卒業生の皆さん、ご卒業おめでとうございます。三年前、皆さんはそれぞれの思いを胸にこの中越高校の門をくぐりました。期待と不安が入り混じった春の日を、私は今も思い出します。この学び舎で、皆さんは勉学に励み、部活動に汗を流し、友と語り合い、時に悩み、時に立ち止まりながらも、確実に成長してきました。その歩みは決して平坦ではなかったはずです。しかし、だからこそ今日という日が、これほど尊いのです。
これから皆さんは、それぞれの進路へと進みます。大学や専門学校で学びを深める人、社会に出て新たな責任を担う人。その道は違っても、皆さんに共通しているのは、「自ら選び、自ら歩む」ということです。どうか、自分の選択に誇りを持ってください。そして、困難に直面したときには、高校時代に努力を重ねた自分を思い出してください。皆さんは、決して弱くありません。挑戦する勇気と、やり抜く力をすでに身につけています。

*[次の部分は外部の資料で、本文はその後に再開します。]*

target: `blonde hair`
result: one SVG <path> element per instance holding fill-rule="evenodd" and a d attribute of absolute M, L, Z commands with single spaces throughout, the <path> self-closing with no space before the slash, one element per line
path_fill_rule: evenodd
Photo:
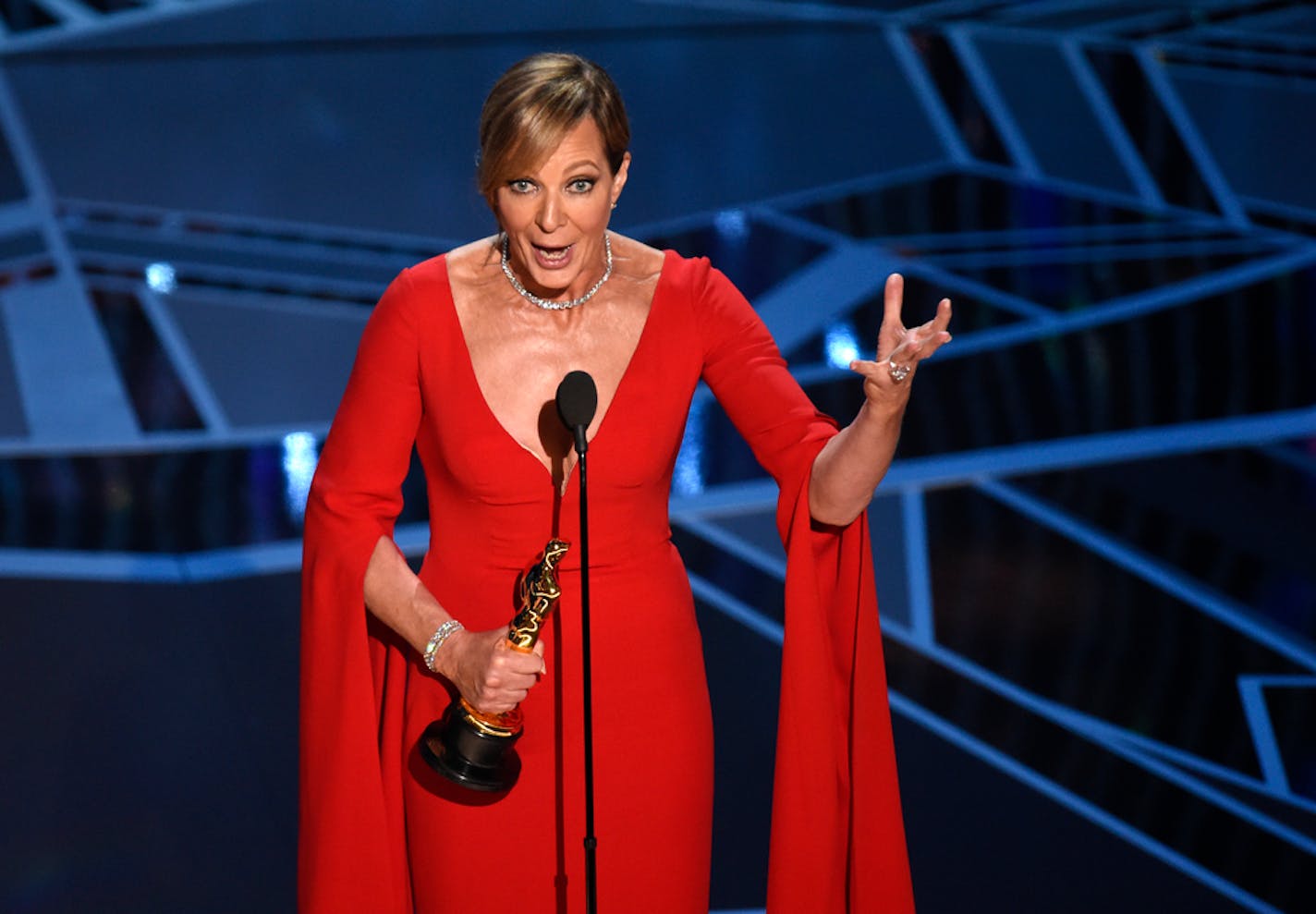
<path fill-rule="evenodd" d="M 536 54 L 512 66 L 484 100 L 476 185 L 490 206 L 497 188 L 546 159 L 584 117 L 603 134 L 608 167 L 621 167 L 630 124 L 608 72 L 575 54 Z"/>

人生は順風満帆なときばかりではありません。しかし、逆風の中でこそ、人は大きく育ちます。失敗を恐れず、一歩を踏み出すこと。人との出会いを大切にすること。そして、自分の良心に正直であること。その三つを、私ははなむけの言葉として贈ります。皆さんが社会の中で信頼され、必要とされる存在へと成長していくことを、心から願っています。
さて、在校生の皆さん。明日は、皆さんの先輩が巣立っていきます。皆さんはその背中を、どのような思いで見送るでしょうか。先輩たちが築いてきた伝統や校風は、これから皆さんが受け継ぎ、さらに発展させていくものです。学校は、与えられるものではなく、自分たちで創り上げていくものです。
一年後、二年後、その舞台に立つのは皆さんです。今この瞬間の努力が、未来の自分をつくります。日々の授業、部活動、友人との関わり、その一つひとつを大切にしてください。皆さんには無限の可能性があります。自分の可能性を、自分で狭めないでください。
卒業生の皆さんの前途に幸多からんことを。そして在校生の皆さんが、次の時代の中越高校を力強く築いていくことを信じています。春は別れの季節であると同時に、新たな始まりの季節でもあります。それぞれの春が、希望に満ちたものでありますように。